Les cas de non déclaration de détention d'appareils récepteurs correspondent eux-mêmes à diverses situations, dont la fraude véritable ne représente qu'une partie : réelle volonté d'échapper à la redevance, ou à l'opposé, méconnaissance de la réglementation ou bien encore négligence.

Ainsi, la dernière évaluation effectuée en juin 1997 a fait apparaître un nombre de comptes manquants égal à 1,7 million correspondant à un taux d'évasion de 7,7 %. Ce calcul 12( * ) permet d'approcher assez précisément (avec une fourchette de 1 %) le taux d'évasion à la taxe, apprécié en importance et en pourcentage du nombre de comptes manquants. Ce taux représente, bien entendu, la valeur de référence moyenne pour l'ensemble du territoire, avec des variations selon les secteurs géographiques.

Dans les 1,7 million de comptes manquants, existe une part d'évasion incompressible en raison de son constant renouvellement dû aux mouvements de population, à l'arrivée de nouveaux détenteurs et au renouvellement permanent du fichier. Cette évasion incompressible est estimée par le service de la redevance à 4 % du nombre de détenteurs d'appareils.

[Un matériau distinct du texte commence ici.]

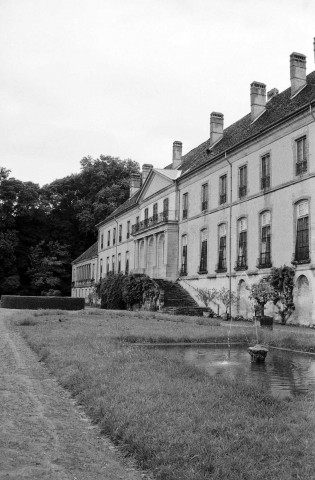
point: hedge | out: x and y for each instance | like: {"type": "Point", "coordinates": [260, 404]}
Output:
{"type": "Point", "coordinates": [34, 303]}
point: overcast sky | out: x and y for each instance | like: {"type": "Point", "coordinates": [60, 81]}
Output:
{"type": "Point", "coordinates": [128, 77]}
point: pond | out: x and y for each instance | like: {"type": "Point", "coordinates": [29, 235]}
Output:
{"type": "Point", "coordinates": [284, 374]}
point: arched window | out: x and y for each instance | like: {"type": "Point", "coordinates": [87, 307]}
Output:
{"type": "Point", "coordinates": [264, 260]}
{"type": "Point", "coordinates": [184, 255]}
{"type": "Point", "coordinates": [221, 267]}
{"type": "Point", "coordinates": [302, 251]}
{"type": "Point", "coordinates": [203, 251]}
{"type": "Point", "coordinates": [241, 262]}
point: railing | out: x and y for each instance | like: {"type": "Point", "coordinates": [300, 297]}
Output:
{"type": "Point", "coordinates": [156, 219]}
{"type": "Point", "coordinates": [85, 282]}
{"type": "Point", "coordinates": [241, 263]}
{"type": "Point", "coordinates": [301, 167]}
{"type": "Point", "coordinates": [242, 191]}
{"type": "Point", "coordinates": [265, 182]}
{"type": "Point", "coordinates": [264, 260]}
{"type": "Point", "coordinates": [222, 198]}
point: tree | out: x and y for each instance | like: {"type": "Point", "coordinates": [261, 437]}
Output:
{"type": "Point", "coordinates": [282, 281]}
{"type": "Point", "coordinates": [48, 267]}
{"type": "Point", "coordinates": [261, 293]}
{"type": "Point", "coordinates": [207, 295]}
{"type": "Point", "coordinates": [228, 298]}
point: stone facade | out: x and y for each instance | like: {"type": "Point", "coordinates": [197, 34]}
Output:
{"type": "Point", "coordinates": [238, 204]}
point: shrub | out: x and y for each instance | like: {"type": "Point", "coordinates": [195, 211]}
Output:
{"type": "Point", "coordinates": [35, 303]}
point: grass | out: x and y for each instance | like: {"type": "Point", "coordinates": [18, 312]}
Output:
{"type": "Point", "coordinates": [175, 420]}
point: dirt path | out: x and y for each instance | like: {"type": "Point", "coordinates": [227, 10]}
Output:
{"type": "Point", "coordinates": [43, 433]}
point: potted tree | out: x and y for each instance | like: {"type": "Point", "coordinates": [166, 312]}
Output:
{"type": "Point", "coordinates": [261, 293]}
{"type": "Point", "coordinates": [207, 296]}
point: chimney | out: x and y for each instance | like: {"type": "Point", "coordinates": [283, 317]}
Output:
{"type": "Point", "coordinates": [135, 183]}
{"type": "Point", "coordinates": [297, 72]}
{"type": "Point", "coordinates": [272, 93]}
{"type": "Point", "coordinates": [257, 99]}
{"type": "Point", "coordinates": [146, 168]}
{"type": "Point", "coordinates": [177, 154]}
{"type": "Point", "coordinates": [216, 127]}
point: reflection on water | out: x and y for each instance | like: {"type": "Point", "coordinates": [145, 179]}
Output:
{"type": "Point", "coordinates": [284, 374]}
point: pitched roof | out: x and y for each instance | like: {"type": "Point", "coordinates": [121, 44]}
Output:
{"type": "Point", "coordinates": [277, 109]}
{"type": "Point", "coordinates": [89, 253]}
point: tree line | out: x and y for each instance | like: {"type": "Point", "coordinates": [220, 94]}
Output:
{"type": "Point", "coordinates": [42, 229]}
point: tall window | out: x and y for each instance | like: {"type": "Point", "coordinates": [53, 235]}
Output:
{"type": "Point", "coordinates": [184, 255]}
{"type": "Point", "coordinates": [185, 205]}
{"type": "Point", "coordinates": [242, 181]}
{"type": "Point", "coordinates": [155, 212]}
{"type": "Point", "coordinates": [302, 252]}
{"type": "Point", "coordinates": [127, 264]}
{"type": "Point", "coordinates": [265, 172]}
{"type": "Point", "coordinates": [120, 233]}
{"type": "Point", "coordinates": [222, 189]}
{"type": "Point", "coordinates": [301, 156]}
{"type": "Point", "coordinates": [204, 196]}
{"type": "Point", "coordinates": [203, 252]}
{"type": "Point", "coordinates": [165, 209]}
{"type": "Point", "coordinates": [241, 262]}
{"type": "Point", "coordinates": [265, 241]}
{"type": "Point", "coordinates": [222, 248]}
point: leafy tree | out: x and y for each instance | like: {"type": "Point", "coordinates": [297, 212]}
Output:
{"type": "Point", "coordinates": [48, 267]}
{"type": "Point", "coordinates": [261, 293]}
{"type": "Point", "coordinates": [282, 281]}
{"type": "Point", "coordinates": [228, 298]}
{"type": "Point", "coordinates": [207, 295]}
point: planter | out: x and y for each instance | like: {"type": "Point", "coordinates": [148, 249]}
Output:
{"type": "Point", "coordinates": [265, 321]}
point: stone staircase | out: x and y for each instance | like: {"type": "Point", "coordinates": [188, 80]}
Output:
{"type": "Point", "coordinates": [177, 300]}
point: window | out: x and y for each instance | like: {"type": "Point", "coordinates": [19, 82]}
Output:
{"type": "Point", "coordinates": [165, 209]}
{"type": "Point", "coordinates": [127, 264]}
{"type": "Point", "coordinates": [265, 172]}
{"type": "Point", "coordinates": [204, 197]}
{"type": "Point", "coordinates": [120, 233]}
{"type": "Point", "coordinates": [242, 181]}
{"type": "Point", "coordinates": [302, 253]}
{"type": "Point", "coordinates": [203, 252]}
{"type": "Point", "coordinates": [184, 256]}
{"type": "Point", "coordinates": [101, 268]}
{"type": "Point", "coordinates": [222, 189]}
{"type": "Point", "coordinates": [301, 157]}
{"type": "Point", "coordinates": [264, 260]}
{"type": "Point", "coordinates": [241, 262]}
{"type": "Point", "coordinates": [222, 248]}
{"type": "Point", "coordinates": [185, 205]}
{"type": "Point", "coordinates": [155, 212]}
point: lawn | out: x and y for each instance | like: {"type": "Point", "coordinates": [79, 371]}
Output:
{"type": "Point", "coordinates": [176, 421]}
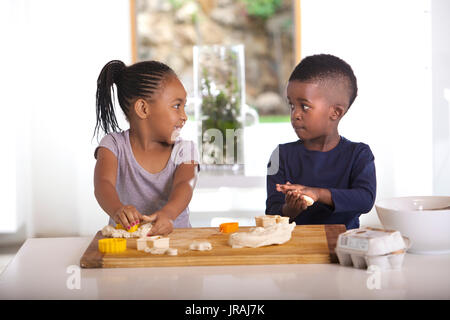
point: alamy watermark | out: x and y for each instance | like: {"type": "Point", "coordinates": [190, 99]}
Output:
{"type": "Point", "coordinates": [74, 279]}
{"type": "Point", "coordinates": [374, 279]}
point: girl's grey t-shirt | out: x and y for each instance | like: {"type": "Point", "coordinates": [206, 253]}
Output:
{"type": "Point", "coordinates": [136, 186]}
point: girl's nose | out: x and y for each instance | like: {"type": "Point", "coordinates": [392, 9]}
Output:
{"type": "Point", "coordinates": [297, 114]}
{"type": "Point", "coordinates": [183, 116]}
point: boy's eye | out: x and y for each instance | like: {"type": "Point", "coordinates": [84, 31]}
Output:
{"type": "Point", "coordinates": [303, 106]}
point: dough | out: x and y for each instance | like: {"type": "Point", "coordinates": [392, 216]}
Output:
{"type": "Point", "coordinates": [200, 246]}
{"type": "Point", "coordinates": [309, 200]}
{"type": "Point", "coordinates": [172, 252]}
{"type": "Point", "coordinates": [141, 232]}
{"type": "Point", "coordinates": [257, 237]}
{"type": "Point", "coordinates": [270, 220]}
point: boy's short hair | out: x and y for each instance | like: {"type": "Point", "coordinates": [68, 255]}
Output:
{"type": "Point", "coordinates": [326, 68]}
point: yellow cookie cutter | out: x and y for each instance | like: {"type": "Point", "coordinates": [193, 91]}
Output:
{"type": "Point", "coordinates": [132, 229]}
{"type": "Point", "coordinates": [112, 245]}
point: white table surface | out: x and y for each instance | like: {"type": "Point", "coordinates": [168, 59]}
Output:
{"type": "Point", "coordinates": [40, 271]}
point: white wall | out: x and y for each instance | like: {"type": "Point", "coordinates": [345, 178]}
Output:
{"type": "Point", "coordinates": [56, 51]}
{"type": "Point", "coordinates": [440, 13]}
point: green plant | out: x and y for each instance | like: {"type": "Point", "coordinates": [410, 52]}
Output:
{"type": "Point", "coordinates": [262, 8]}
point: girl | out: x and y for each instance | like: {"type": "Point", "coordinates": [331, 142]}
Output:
{"type": "Point", "coordinates": [147, 169]}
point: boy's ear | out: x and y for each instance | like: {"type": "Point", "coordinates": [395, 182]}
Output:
{"type": "Point", "coordinates": [142, 109]}
{"type": "Point", "coordinates": [337, 112]}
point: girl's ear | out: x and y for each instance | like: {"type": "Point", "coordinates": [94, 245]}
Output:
{"type": "Point", "coordinates": [337, 112]}
{"type": "Point", "coordinates": [142, 109]}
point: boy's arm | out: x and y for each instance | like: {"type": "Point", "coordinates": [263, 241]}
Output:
{"type": "Point", "coordinates": [360, 196]}
{"type": "Point", "coordinates": [276, 203]}
{"type": "Point", "coordinates": [185, 179]}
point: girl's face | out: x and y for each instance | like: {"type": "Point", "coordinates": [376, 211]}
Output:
{"type": "Point", "coordinates": [310, 110]}
{"type": "Point", "coordinates": [167, 110]}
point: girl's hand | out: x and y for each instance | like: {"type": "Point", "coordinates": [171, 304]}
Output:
{"type": "Point", "coordinates": [162, 225]}
{"type": "Point", "coordinates": [127, 216]}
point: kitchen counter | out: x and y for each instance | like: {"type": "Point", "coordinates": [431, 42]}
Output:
{"type": "Point", "coordinates": [48, 268]}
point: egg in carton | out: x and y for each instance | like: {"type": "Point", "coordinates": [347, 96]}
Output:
{"type": "Point", "coordinates": [368, 246]}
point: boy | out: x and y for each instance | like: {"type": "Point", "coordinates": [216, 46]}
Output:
{"type": "Point", "coordinates": [339, 175]}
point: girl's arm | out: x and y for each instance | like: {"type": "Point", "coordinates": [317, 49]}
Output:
{"type": "Point", "coordinates": [105, 190]}
{"type": "Point", "coordinates": [185, 179]}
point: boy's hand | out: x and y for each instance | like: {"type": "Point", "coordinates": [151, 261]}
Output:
{"type": "Point", "coordinates": [294, 202]}
{"type": "Point", "coordinates": [313, 193]}
{"type": "Point", "coordinates": [127, 216]}
{"type": "Point", "coordinates": [162, 224]}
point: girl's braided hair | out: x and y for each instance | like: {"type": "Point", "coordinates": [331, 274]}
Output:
{"type": "Point", "coordinates": [140, 80]}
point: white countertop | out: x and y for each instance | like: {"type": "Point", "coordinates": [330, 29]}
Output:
{"type": "Point", "coordinates": [42, 270]}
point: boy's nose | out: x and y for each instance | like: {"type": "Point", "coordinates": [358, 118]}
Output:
{"type": "Point", "coordinates": [297, 114]}
{"type": "Point", "coordinates": [183, 116]}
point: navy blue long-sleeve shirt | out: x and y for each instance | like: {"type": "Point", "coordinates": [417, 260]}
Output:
{"type": "Point", "coordinates": [348, 171]}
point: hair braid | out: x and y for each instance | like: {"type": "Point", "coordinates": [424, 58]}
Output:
{"type": "Point", "coordinates": [140, 80]}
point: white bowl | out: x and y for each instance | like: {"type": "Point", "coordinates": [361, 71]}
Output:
{"type": "Point", "coordinates": [428, 230]}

L'enjeu des contrôles porte donc sur 3 à 4 % des ménages équipés, soit près de 800 000 comptes à ouvrir, correspondant à environ 500 millions de recettes supplémentaires.

Il ne faut pas fonder d'espoirs excessifs dans la lutte contre l'évasion pour accroître le produit de la redevance.


On peut rappeler que grâce au vote à l'initiative du Sénat de l'article 46 de la loi n°96-314 du 12 avril 1996, il a été possible au service de la redevance d'effectuer des rapprochements avec le fichier de la taxe d'habitation, ce qui a largement facilité les contrôles et la lutte contre l'évasion.

Pour mémoire, il faut signaler qu'un article de la loi de finances pour 1992 avait prévu de donner accès aux agents de la redevance aux livres de compte des diffuseurs de services de télévision mais que cet article avait été invalidé par le Conseil constitutionnel pour des raisons de forme.

Une bonne part du " dynamisme " des recettes de redevance est dû à la croissance du nombre de comptes consécutif à la multiplication des contrôles.